A few challenges have resurfaced due to some (very) adverse work conditions. I really get frustrated that I fall back into some not healthy patterns during times of stress. But, at least I have recognised the behaviour this time and I am taking active steps to address this.
My friends child is in acute care . Refusing all food. Gastrotube not working. The child is 13 and weighs 28kg.
My friend is very close to a nervous breakdown. The stress levels are intolerable. Her husband and family have been terrific support but there is only so much you can do or say to give any sort of comfort.
I don’t have the language to describe how terrible this is. And I think there is no language because watching your child slowly die is so traumatic we shouldn’t be experiencing it.
I have a great support network thankfully.
Thanks for having a place to put thoughts - however muddled- into a safe place.

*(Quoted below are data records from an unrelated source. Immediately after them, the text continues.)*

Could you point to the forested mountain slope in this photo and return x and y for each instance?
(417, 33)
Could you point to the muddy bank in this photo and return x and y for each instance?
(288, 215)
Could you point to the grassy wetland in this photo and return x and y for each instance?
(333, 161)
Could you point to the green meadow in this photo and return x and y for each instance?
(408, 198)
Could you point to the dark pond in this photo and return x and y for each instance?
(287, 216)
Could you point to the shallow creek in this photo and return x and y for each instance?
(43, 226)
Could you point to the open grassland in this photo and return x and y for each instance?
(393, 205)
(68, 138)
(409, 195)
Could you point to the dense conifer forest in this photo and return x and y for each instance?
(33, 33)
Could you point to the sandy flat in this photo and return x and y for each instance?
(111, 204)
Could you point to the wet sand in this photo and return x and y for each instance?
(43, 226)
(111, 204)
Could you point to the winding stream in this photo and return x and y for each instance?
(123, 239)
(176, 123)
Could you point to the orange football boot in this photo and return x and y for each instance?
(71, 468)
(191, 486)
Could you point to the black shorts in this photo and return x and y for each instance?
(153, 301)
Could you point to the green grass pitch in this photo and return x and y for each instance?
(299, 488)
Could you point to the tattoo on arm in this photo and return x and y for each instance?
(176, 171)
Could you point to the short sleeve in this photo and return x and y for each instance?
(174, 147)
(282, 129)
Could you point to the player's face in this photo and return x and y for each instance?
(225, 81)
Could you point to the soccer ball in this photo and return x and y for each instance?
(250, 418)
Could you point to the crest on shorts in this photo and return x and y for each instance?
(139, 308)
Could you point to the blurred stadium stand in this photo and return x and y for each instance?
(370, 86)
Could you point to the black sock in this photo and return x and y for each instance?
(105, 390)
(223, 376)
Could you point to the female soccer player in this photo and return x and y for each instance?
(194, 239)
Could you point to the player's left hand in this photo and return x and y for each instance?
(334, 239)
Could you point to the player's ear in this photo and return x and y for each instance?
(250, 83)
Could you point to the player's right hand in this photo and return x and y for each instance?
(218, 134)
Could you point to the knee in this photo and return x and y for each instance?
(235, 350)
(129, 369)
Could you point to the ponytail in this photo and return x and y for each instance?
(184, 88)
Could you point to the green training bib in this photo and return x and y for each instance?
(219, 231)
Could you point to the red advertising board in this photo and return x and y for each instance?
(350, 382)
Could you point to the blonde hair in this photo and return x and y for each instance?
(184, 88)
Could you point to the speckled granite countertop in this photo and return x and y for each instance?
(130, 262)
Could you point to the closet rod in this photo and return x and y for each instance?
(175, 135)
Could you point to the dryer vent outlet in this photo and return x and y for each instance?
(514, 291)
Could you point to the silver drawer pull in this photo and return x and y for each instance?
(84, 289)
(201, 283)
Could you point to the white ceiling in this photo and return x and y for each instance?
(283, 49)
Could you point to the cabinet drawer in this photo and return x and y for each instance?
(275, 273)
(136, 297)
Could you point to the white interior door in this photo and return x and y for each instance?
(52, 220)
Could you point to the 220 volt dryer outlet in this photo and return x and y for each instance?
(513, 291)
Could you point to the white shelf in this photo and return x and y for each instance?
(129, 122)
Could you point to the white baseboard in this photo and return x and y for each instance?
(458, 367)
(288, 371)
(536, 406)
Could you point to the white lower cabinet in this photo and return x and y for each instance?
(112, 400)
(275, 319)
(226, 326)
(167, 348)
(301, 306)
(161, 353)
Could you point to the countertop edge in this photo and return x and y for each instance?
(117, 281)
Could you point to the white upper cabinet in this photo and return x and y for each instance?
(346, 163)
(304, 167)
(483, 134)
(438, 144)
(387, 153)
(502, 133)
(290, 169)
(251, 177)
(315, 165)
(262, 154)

That is horrific, I’m so sorry your family is going through this and hope things get better. I can’t imagine how awful it would be if I was dealing with that with my daughter, it would be bloody gut wrenching.
Well, four months have come and gone pretty fast. I’m probably healing a bit more, slowly. Another session with my psychologist helped. First one after dad was hard but this one gave me that outside perspective I needed. I was perhaps being too robotic, expecting to tick off goals, a checklist if you will. I got down when I regressed. I got down when things in life weren’t going my way. Felt like anything and everything was going wrong. The perspective I needed was to simply see beyond. There were road bumps, but they pass, like they always had before, like they will again now.
Using a metaphor before moments were like a leaf flowing down a river. To some extent I wasn’t waiting for the leaf, but chasing after it. I needed to be patient and simply wait for it. I also needed to remember that the leaf will pass by. I don’t need to try to force it along. I had to be kinder to myself, more patient and let the moment come and go. Recognise the moment and don’t fight it, live with it. Remember time will flow.
Besides that mum is getting better too. Is harder to have a whole empty house. She finds night times the hardest and although there isn’t much I can do I remind her if she needs to talk to me she can, or any of her neighbours are happy to listen.
As for the workshop, it’s been relocated to my home. Dad still has his stuff at mums, but I really wanted it home. I didn’t in the end want to be like dad, just be inspired so to speak. I finished this project with his photo. I built the frame, it was the first thing I cut using his tools. I assembled it try trying out what pocket holes were like. Was too good to throw away. I then glued around the frame some small projects dad made. Honestly i’m still not sure what the two on the left hand side in the middle are for. Will pop up one day in a youtube video or something.
The photo is not long after his diagnosis. The first Christmas with cancer. I was surprised he allowed me to take photos like this while he was working. Dad wasn’t really a photo person and certainly not patient to ‘pose’. Glad he let me in the end.
Three month as well till a long needed holiday. Will be nice to put the feet up and step away. Will be home for Christmas and hopefully 2025 we’ll see each other for a BBQ.
My Dad apparently was a Bookmaker who got into strife with the law, and Mum made him do a Trade, so in the late 1950s became a Motor Trimmer ( they make car seats etc). So all I remember was my Dad having a huge sewing machine and other such stuff in the garage and he repaired car seats and all sorts of upholstery.
When he died, I inherited everything in the garage and had no idea what much of it was. I sold lots of stuff, including the sewing machine and lots of leather materials, but kept many of the odd tools he had…
I thought I would throw them away, but they are in my workshop and remind me of the good times as a kid when I helped him make his stuff. It is comforting to use his tools and remember.
This is very true. I still have / use old timber-handled hammers, files , folding rules etc simply because they were Pa’s. Copious numbers of sockets and the like of his are a bit different - they’re still perfectly good tools that will last decades in their own right - and I’ve kept some of his old blacksmith stuff too.
The proverbial will hit the fan if / when Dad passes before I do , because then there’ll be three generations of tools that we’ve all accumulated and I’ve no idea what / where I’ll do with them
Maybe. We donated a fair few things to a blacksmith in Maldon when my grandpa died and then years later discovered the blacksmith up there had closed. You can’t control these things but I still have some regret - despite clearly having little (none!!?) use for the old silvering irons etc.
Hopefully Maldon passed them on to another blacksmith somewhere.